Вернер Гейзенберг: трагедия ученого | страница 6
Едва ли мы когда–нибудь узнаем совершенно точно, что именно говорили Гейзенберг и Бор при встрече: Скорее всего оба они изложили потом факты правильно (оценка всего эпизода как попытки шпионажа — субъективная оценка, а не факт), но каждый придавал значение тому, запомнил то, что ему показалось наиболее важным.
Интересно, что когда после войны многолетний сотрудник Бора профессор С. А. Розенталь спросил Гейзенберга, действительно ли он приезжал, чтобы договориться о противодействии созданию бомбы, тот ответил: «Это было бы безумием, если бы соглашение состоялось, мне после возвращения в Германию сразу отрубили бы голову». На тот же вопрос Вейцзеккер ответил: «Мы были очень наивны».
Снова возникает вопрос: как примирить это с утверждением Бора — «Гейзенберг очень честный человек»?
Весьма возможно, что со временем Бор больше узнал об антинацизме Гейзенберга, о его бескомпромиссной защите науки, понял, что он честен и откровенен в изложении своих мнений, и изменил свое отношение к нему. Вейцзеккер вспоминает, что, когда он в 1950 году, впервые после войны, встретил Вора и хотел разъяснить суть того, что тогда, в 1941 году, намеревался сказать ему Гейзенберг, Бор прервал его словами: «Ах, не будем об этом разговаривать. Я вполне понимаю, что во время войны приоритет для каждого — лояльность по отношению к своей стране.

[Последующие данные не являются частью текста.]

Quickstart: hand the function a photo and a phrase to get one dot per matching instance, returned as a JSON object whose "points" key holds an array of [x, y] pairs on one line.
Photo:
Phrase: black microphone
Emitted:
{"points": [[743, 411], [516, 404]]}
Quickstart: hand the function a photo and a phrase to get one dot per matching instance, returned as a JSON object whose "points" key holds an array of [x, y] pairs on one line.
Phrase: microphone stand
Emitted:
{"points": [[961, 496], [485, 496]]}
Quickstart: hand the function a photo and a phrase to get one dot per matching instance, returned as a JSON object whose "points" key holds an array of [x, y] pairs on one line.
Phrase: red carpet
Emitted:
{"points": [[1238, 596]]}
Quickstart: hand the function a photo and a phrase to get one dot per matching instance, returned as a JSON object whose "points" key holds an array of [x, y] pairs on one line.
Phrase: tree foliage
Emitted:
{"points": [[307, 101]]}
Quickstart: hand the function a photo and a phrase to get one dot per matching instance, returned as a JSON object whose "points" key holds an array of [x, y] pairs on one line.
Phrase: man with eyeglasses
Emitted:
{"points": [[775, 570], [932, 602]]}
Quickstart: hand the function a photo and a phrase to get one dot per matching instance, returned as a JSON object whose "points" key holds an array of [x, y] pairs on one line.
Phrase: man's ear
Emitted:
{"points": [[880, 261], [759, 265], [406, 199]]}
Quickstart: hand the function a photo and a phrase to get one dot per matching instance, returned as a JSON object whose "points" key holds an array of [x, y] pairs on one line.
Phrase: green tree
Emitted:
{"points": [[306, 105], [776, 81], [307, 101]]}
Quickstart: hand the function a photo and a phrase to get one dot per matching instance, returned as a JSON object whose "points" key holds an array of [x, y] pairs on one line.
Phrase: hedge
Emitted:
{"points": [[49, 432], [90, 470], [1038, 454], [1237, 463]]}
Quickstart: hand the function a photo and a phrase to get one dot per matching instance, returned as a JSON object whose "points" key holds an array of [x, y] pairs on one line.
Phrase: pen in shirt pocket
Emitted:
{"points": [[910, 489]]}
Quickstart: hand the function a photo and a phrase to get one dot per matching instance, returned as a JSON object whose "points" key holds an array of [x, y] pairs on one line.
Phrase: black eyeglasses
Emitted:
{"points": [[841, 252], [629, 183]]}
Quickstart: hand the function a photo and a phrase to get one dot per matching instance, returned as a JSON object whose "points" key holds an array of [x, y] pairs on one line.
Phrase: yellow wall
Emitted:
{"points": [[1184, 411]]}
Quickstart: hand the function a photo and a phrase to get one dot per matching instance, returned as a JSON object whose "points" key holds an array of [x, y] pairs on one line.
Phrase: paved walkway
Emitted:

Гейзенберг же знает, что я так ду маю». Вейцзеккер в самом начале своих записок замечает, как трудно точно вспоминать то, что происходило и говорилось сорок лет назад. Однако приводи мые им слова Бора правдоподобны: считая Гейзенберга националистом, но антинацистом, он, видимо, в принципе признавал его право на «оборонческую» позицию.
Конечно, то был отнюдь не идущий до конца антинацизм. Юнг приводит слова Хоутерманса: «Каждый порядочный человек, столкнувшийся с режимом диктатуры, должен иметь мужество совершить государственную измену». Редактор одного из главных немецких научных журналов, «Натурвиссеншафтен», профессор Розбауд, близко знавший всех ведущих немецких физиков и вхожий в их лаборатории, бесстрашно передавал английской разведке добываемую им ценную информацию о ходе урановых дел в Германии. О Розбауде (нелегальная кличка «Гриф») прекрасно рассказал С. Снегов в своей книге «Прометей раскованный». Но поступать так, как Розбауд, люди иного склада не могли.
Все же, чтобы понять слова Бора, надо разобраться в важной и сложной проблеме: ученый, интеллектуал в условиях жестокого диктаторского режима.